Land Securities, which has already disposed of centres in East Kilbride, Corby and Worcester, and British Land, which sold 50 per cent of its stake in Sheffield's Meadowhall in 2009, this week announced that they were getting out of the Bon accord centre in Aberdeen, a development which was good in its day but which has been put in the shade by Union Square, a Hammerson project adjacent to the main railway station.
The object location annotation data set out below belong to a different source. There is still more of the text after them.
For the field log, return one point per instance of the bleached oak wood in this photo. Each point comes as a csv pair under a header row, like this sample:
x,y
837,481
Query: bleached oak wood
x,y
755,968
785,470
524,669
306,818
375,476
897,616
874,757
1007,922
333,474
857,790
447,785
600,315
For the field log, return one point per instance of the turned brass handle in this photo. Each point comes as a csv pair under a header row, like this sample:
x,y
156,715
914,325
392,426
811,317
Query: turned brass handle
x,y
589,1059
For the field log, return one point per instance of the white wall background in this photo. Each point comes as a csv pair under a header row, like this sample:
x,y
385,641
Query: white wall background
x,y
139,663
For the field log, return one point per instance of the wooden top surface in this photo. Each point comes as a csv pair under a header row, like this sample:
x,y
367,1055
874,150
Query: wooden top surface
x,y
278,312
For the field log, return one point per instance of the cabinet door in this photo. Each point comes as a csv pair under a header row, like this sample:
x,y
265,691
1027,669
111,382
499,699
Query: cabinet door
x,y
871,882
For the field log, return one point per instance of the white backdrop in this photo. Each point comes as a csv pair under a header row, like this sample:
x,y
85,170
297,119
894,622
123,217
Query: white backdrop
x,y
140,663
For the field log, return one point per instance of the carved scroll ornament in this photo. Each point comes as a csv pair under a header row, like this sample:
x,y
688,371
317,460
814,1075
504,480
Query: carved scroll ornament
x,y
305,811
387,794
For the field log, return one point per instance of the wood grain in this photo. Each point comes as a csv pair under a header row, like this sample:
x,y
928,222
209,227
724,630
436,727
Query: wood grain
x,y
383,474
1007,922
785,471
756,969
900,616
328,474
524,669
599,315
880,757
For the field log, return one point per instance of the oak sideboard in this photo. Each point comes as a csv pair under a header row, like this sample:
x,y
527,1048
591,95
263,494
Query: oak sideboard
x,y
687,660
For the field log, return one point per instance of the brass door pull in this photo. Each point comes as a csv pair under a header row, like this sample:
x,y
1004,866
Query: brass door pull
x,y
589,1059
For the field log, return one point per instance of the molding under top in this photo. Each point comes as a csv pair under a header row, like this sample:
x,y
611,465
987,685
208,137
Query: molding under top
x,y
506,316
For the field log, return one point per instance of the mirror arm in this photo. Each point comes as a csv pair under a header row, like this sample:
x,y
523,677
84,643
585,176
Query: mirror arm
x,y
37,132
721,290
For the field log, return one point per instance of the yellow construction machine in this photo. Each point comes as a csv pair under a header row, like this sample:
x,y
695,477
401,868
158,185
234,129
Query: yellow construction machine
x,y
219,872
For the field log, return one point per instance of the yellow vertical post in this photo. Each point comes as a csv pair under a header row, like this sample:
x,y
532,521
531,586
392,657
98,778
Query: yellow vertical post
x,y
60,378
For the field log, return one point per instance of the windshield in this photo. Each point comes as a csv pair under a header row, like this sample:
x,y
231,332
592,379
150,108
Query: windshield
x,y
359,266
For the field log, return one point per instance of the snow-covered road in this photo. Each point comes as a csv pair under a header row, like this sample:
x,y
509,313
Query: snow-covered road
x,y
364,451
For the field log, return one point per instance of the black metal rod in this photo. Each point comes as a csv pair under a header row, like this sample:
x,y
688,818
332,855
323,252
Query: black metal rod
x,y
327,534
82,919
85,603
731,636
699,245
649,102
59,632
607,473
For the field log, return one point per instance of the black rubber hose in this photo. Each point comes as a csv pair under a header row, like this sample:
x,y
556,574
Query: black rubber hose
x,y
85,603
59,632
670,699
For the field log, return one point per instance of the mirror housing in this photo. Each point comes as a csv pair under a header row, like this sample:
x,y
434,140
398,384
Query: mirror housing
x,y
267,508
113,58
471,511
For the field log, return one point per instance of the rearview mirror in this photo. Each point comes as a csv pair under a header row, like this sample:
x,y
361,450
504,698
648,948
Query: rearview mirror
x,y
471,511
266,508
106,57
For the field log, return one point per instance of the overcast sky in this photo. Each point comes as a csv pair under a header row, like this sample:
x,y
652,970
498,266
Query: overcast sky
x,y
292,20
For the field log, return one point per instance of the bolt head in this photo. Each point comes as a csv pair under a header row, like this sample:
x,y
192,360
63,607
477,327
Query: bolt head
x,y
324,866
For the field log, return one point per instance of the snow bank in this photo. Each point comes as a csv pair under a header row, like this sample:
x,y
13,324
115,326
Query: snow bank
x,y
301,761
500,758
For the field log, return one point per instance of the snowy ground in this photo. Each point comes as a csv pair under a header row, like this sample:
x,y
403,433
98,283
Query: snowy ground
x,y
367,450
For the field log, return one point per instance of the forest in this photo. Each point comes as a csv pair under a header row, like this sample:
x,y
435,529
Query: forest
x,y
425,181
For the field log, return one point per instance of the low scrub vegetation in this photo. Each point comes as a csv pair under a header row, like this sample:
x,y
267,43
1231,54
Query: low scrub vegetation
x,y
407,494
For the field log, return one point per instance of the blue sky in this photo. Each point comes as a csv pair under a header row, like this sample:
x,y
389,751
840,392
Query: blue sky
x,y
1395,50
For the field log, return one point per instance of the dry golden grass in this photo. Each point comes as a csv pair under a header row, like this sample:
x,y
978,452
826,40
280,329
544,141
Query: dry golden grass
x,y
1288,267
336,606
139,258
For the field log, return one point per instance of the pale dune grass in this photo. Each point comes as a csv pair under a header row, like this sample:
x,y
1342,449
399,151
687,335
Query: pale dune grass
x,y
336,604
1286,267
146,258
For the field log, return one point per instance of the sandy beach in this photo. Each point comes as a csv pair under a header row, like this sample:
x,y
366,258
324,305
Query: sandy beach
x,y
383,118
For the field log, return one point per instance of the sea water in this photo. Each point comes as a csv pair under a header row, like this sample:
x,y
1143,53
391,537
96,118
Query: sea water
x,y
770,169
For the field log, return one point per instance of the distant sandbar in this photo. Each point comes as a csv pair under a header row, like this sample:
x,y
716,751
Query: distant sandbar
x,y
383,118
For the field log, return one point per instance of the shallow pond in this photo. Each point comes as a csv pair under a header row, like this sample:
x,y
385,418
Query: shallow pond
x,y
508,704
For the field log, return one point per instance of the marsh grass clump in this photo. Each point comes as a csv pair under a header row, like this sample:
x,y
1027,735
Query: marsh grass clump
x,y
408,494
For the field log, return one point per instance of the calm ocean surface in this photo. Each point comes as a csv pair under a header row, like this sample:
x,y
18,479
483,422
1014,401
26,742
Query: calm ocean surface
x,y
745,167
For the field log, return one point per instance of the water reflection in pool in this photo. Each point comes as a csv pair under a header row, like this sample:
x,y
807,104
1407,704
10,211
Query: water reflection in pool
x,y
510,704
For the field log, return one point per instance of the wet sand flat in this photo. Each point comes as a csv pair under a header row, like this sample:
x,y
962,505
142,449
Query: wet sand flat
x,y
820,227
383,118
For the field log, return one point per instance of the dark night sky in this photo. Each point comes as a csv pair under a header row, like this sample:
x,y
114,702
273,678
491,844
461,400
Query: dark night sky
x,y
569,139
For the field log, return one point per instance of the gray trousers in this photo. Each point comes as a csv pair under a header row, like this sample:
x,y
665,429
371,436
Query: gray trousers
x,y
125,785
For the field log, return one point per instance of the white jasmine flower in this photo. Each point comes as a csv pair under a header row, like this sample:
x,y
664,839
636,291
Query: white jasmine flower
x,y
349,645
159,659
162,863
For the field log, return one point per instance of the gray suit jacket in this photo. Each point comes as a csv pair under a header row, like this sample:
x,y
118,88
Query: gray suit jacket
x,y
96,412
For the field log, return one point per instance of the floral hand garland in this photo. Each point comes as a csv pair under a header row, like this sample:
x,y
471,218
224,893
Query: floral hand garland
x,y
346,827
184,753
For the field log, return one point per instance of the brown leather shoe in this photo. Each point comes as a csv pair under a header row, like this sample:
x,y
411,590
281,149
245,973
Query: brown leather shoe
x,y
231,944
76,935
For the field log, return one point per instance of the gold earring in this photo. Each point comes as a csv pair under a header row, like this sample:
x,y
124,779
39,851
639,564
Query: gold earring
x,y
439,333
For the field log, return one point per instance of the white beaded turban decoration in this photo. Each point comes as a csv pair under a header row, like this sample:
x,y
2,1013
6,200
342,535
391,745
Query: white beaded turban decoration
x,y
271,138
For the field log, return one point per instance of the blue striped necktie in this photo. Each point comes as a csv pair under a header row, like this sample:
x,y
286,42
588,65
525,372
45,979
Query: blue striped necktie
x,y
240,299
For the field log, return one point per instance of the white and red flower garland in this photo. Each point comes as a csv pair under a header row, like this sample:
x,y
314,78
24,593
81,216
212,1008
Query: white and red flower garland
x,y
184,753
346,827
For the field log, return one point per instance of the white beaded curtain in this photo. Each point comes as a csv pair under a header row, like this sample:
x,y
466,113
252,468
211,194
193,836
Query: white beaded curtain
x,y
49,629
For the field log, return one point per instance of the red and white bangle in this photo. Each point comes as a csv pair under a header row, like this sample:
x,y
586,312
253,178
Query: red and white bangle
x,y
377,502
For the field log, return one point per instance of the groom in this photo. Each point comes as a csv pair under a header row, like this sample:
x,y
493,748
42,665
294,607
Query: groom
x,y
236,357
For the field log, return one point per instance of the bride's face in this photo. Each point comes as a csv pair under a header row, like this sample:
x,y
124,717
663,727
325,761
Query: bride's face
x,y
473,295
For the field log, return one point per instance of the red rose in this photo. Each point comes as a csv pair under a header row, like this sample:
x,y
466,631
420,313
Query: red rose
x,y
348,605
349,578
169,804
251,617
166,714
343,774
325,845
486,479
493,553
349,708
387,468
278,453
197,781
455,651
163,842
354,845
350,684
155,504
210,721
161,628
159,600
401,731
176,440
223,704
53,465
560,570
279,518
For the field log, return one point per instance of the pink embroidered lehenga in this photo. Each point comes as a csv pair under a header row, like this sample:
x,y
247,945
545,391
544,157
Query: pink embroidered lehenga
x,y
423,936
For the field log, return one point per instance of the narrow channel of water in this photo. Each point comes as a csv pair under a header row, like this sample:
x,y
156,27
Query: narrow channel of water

You can see why the property companies would want to sell these tired old shopping centres but you wonder who might want to buy given what we know about the change in shopping habits and the mounting numbers that are vacant. In the Aberdeen case the buyer was the real estate investment trust managed by Foreign & Colonial – in other words, a fund manager using other people’s money.

I am not sure I find that totally reassuring. Time will tell.

The key to a longer life for men may not be worth it

This is going to be a tough sell but one of the most interesting talks I have heard for some time was on mortality and life expectancy at a seminar organised on Thursday by Punter Southall, the consulting actuaries.

We all know life expectancy is increasing and women live longer than men but there is much more to it than that.

Two thirds of that gender gap is down to lifestyle, not genetics, and that means that though smoking and drinking too much are particularly relevant, there are all sorts of other factors. Affluence is one; well-off people are enjoying a bigger increase in life expectancy than the less well off and occupation matters too. People with white-collar jobs live longer than those who have worked in physically demanding occupations, particularly the old heavy industries.

Nor does it help that men, when they do feel ill, are apparently less inclined to go to the doctor and, when they do, are less inclined to follow the advice given.

Then there is the social gradient effect, which measures the impact of stress at work. This is not the stress the boss feels so much as the pressure lower down the line among those who are told what to do and when to do it so they have very little control over their day. In mortality terms, the filing clerk is more stressed than the boardroom executive and more likely to get heart diseases.

Obesity is another big killer and one which is rapidly getting much worse. Being seriously overweight is as likely to cut you down early as a lifetime of smoking.

So if you want to live longer you can do a lot by eating the right things, not drinking the wrong ones and walking faster as exercise. But there is not realistically much you can do about gender – the females of all mammals live longer, as they do with reptiles and insects. Birds are the only species where females die first.

There is, however, one drastic solution for half the population. One actuarial study found that castrated men lived on average 19 years longer than their peers from the same social groups.